In a remarkable, and it turns out repeated, violation of the established pattern and practice of capital cases in Texas, it was discovered last week that Kerr County District Attorney Bruce Curry had once again failed to notify defense attorneys that the state had sought and received an execution date for their client–in this case, Scott Louis Panetti, a severely mentally ill Texas inmate now scheduled to be killed on December 3rd.

The failure to notify defense counsel, and the resulting harm to Panetti’s ability to appeal his competency to be executed, adds yet another wrinkle to this already storied case, which reached the Supreme Court back in 2007, and established new case law on the limits to the execution of the mentally ill.

Attorneys Greg Wiercioch and Kathryn Kase only learned that Panetti had been assigned an execution date through the media. The Houston Chronicle ran this small item on October 30th.  It was a three paragraph story updating the schedule of executions for the remainder of 2014.  Their discovery of the impending date came a full two weeks after a judge’s October 16th warrant had given the state the go-ahead to execute Panetti, and longer still since Curry had made his request.

Under Texas law, a court’s determination that an inmate is competent to be executed is subject to review only if an appeal is filed more than twenty days before an execution.  Panetti was last evaluated for competency seven years ago.  This is a man who, before going to prison, was hospitalized fourteen times for mental illness, diagnosed with paranoid schizophrenia, delusions, and hallucinations, and famously represented himself at trial wearing a cowboy costume and purple bandana.  He subpoenaed Jesus Christ and JFK to testify on his behalf.  It is undisputed that he is severally mentally ill.

By filing for an execution warrant without notifying Panetti’s lawyers, Curry not only failed to perform the basic lawyerly task of alerting opposing counsel of motions or requests to the court.  It appears he deliberately compromised the ability of Panetti’s defense to make a showing of his incompetency to be executed under the standard that Panetti’s own Supreme court case made into federal law.

According to Kathryn Kase, Panetti’s attorney, “every other district attorney in the State of Texas advises defense counsel that an execution date will be sought.”  More damning still, it turns out this isn’t the first time Curry has done this in the case of a mentally impaired death row inmate, and with the most serious of consequences.

A Repeated Failure

In December 2013, attorneys for Ramiro Hernandez, a death row inmate also in Kerr County, who was a Mexican national with an IQ below 70, filed a cert petition asking for review of his case on Atkins grounds that mental retardation barred his execution, particularly in light of the Supreme Court’s then pending case of Hall v. Florida, in which the Court was due to clarify the application of Atkins in cases of defendants at or near the threshold of mental retardation.

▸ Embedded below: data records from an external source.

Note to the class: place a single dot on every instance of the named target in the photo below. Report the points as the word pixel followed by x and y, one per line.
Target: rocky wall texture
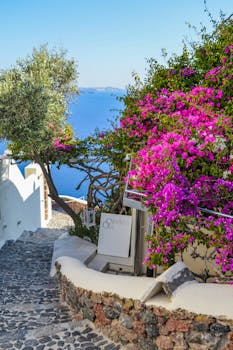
pixel 138 326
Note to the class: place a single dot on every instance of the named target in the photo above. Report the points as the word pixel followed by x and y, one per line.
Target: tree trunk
pixel 53 192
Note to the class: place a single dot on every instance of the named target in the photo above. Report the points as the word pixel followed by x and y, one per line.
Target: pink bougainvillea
pixel 184 164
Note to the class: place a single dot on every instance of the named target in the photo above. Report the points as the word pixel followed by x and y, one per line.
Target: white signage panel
pixel 114 235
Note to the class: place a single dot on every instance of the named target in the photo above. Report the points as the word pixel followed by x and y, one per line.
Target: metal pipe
pixel 216 213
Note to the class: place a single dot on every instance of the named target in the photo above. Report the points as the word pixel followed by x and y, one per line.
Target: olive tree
pixel 34 97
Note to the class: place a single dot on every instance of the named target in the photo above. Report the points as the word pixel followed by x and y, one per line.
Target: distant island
pixel 92 90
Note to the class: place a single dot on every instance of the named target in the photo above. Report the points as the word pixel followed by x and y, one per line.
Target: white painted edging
pixel 208 299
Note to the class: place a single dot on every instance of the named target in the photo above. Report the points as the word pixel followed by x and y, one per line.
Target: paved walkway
pixel 31 316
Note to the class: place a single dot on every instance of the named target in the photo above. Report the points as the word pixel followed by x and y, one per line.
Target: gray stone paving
pixel 31 316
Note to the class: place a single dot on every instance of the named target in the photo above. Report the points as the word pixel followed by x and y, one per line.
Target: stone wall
pixel 138 326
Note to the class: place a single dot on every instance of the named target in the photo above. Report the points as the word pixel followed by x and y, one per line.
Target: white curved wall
pixel 21 200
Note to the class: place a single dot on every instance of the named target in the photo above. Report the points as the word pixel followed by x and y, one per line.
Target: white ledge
pixel 207 299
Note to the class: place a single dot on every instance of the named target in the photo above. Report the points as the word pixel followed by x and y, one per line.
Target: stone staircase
pixel 31 315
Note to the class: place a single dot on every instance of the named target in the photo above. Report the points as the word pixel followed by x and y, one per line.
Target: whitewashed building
pixel 24 201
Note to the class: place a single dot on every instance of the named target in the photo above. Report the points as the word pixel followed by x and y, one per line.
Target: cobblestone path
pixel 31 316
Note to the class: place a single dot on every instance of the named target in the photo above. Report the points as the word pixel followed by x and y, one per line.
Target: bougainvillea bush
pixel 178 129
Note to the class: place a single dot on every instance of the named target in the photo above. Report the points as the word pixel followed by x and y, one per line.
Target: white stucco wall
pixel 21 200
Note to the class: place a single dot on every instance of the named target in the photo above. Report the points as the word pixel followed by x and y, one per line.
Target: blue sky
pixel 109 38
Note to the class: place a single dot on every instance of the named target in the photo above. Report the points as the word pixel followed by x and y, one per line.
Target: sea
pixel 93 108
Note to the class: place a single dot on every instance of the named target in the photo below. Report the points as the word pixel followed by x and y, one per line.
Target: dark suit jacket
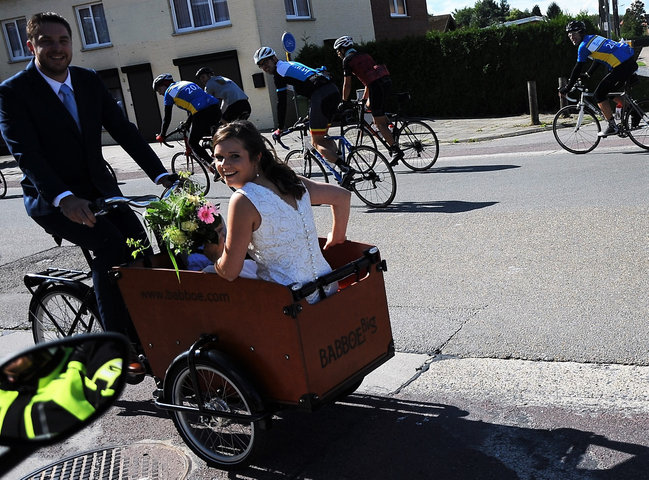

That same month, District Attorney Curry applied for and obtained an execution warrant for Hernandez, and the court set a date in April 2014.  But Curry failed to notify Hernandez’s defense counsel, Shari Lynn Johnson, about either the warrant application, or the fact that it had been granted.  Indeed, according to Johnson’s subsequent letter to the court, she learned of the scheduled execution a month later “from an employee of the Mexican consulate in Houston…The consular official who notified us learned about the date by chance while looking for information about a different case on the Texas Department of Criminal Justice’s website.”

Six weeks of time for appeal had been lost.  On April 9, 2014, Hernandez was executed.  The following month, the Supreme Court decided Hall v. Florida, holding that “[a] state that ignores the inherent imprecision of these [IQ] tests risks exe­cuting a person who suffers from intellectual disability,” and requiring a multi-factorial analysis of mental impairment before allowing executions of mentally impaired defendants.  We will never know what the result of Hernandez’s appeal on Hall grounds would have been, because he was killed five weeks before the decision came down.

An Even Tighter Time Frame

In the Hernandez case, Curry’s lack of notice to the defense left his attorneys with a little over two months to pursue their final appeals.  In the Panetti case, however, his attorneys will now have one week to file a claim of incompetency that is reviewable (for a complete account of the position they now find themselves in, you can read their motion requesting a withdrawal of the execution warrant here).

Often at the Open File, we write about prosecutors hiding evidence, or failing to disclose deals they’ve made with witnesses—cases that clearly violate court rules, legal decisions, and constitutional rights.

What the Kerr County District Attorney is doing in the case of Scott Louis Panetti is neither of these things.  Indeed, the statutory law of Texas does not explicitly require the prosecution to notify the defense of the effort to obtain an execution date.  Bruce Curry isn’t breaking the law.  What he is doing instead is violating those bare modicums of professional decency that even his fellow prosecutors who seek the death penalty in Texas manage to uphold.  He is violating the spirit of his profession, if not the letter of it.  And he is doing it in an effort to kill a deeply mentally ill man.

For such behavior, the only possible accountability is to make sure he isn’t allowed to do his work in the dark.